The cliché is that everyone in IT hates incidents, and the natural reaction when assembling incident response metrics is to look for numbers that you can lower over time. Fewer incidents and shorter incident response times must be better, we think. You might already be familiar with the common metrics associated with these goals, including mean time-to-resolution (MTTR) and total incident count.
As it turns out, however, these metrics actually work against your company’s resilience goals. To understand why, let’s look at the industry that birthed most of our modern incident management practices and has learned the most about how to properly apply them: the airline industry.
What the Airlines Can Teach Us
From the 1950s to the 1990s, the airline industry built and refined best practices for incident management that we have since simplified and that have been widely adopted across the tech industry. What’s often termed “modern incident management” simply means the predictable and repeatable approach to handling unexpected disasters and the learnings-driven remediation steps that are prized when building a DevOps or SRE practice.
One of the most important findings to come out of this research is the somewhat surprising fact that incidents weren’t being declared often enough. Instead, incident reports were created and the carefully assembled response and cataloging process was only followed after catastrophic events, which meant earlier opportunities to catch the underlying problem during a less severe incident were being missed.

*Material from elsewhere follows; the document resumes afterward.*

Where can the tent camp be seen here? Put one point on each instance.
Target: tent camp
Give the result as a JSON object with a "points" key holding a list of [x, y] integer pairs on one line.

So why did an industry with such incredibly high stakes take so long to realize that more incidents were actually a good thing? You guessed it: a misguided desire to decrease the incident count. In chasing this goal of “lowering the number,” pilots and mechanics were often reluctant to file incident reports for anything less than the most critical situations, which meant the powerful, learnings-focused response and remediation process was only triggered in response to relatively rare and critical situations.

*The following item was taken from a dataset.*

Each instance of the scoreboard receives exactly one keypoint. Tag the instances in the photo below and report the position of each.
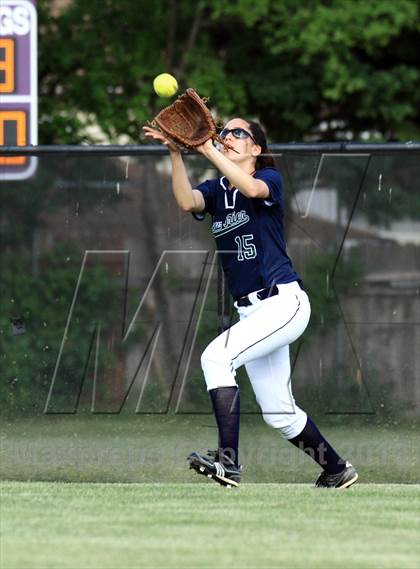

This is a textbook example of Goodhart’s Law in action. To paraphrase, Charles Goodhart posited that any metric created will ultimately become the goal. In other words, if the incentives are aligned to reduce incidents, no matter how good your response and learning process is, it will only be executed in the most dire and unavoidable circumstances. After discovering this, the industry rapidly moved their focus towards expanding the use of the incident process by working to expand the spectrum of situations that could be classified as incidents with the goal of triggering the formal incident response process more often, distributing learnings for more incidents of lower relative severity and, yes, ultimately resetting the goal to increase the number of incidents.
This approach effectively turned Goodhart’s Law to the airlines’ advantage—any effort to game the metric(s) meant more learning, not less. Filing incidents became directly and heavily incentivized and these metrics were never used as a justification for punitive action. This resulted in the safest decade of commercial aviation on record, with over 12 billion passengers traveling and no fatal accidents.
What IT Can Learn About Successful Incident Response
As technology companies, there is much for us to learn from this exercise in achieving resilience versus chasing “lower numbers.” The primary learning is this: increasing your incident count by incentivizing the use of your incident management process for more non-critical incidents—likely your SEV2s and below—and focusing your metrics and incentives on that goal, is likely the best way to reduce your overall count of catastrophic failures.
For most companies, this means putting MTTR on the back burner and instead focusing on making the incident process itself more accessible throughout your company and across your organizations. It means leaders should talk about impactful and recent postmortems publicly and that postmortem distribution should be a priority; it should also be something that’s measured. Most importantly, it means opening up the incident management process more widely. Ideally, everyone at your company should have access to systems that allow them to file incidents, read incidents in progress and review postmortems from previous incidents.
I like to reference the “big red button” philosophy of factory floors, where the decision-making power to declare an incident is in the hands of every employee. An unsafe situation shouldn’t be up for discussion, debate or approval before being acted on, even if the situation is later determined to be less severe than originally thought. The context of why that incident was filed—why that big red button was pressed—may prevent larger, more catastrophic failures in the future.
So if you’re just getting started building out an incident management practice at your company, or you’ve been chasing MTTR metrics and focusing on pushing your incident count down as a primary goal, consider taking these learnings to heart and creating a positive incident culture with positive metrics meant to encourage and reward incident responders and reporters. Your company’s future depends on it.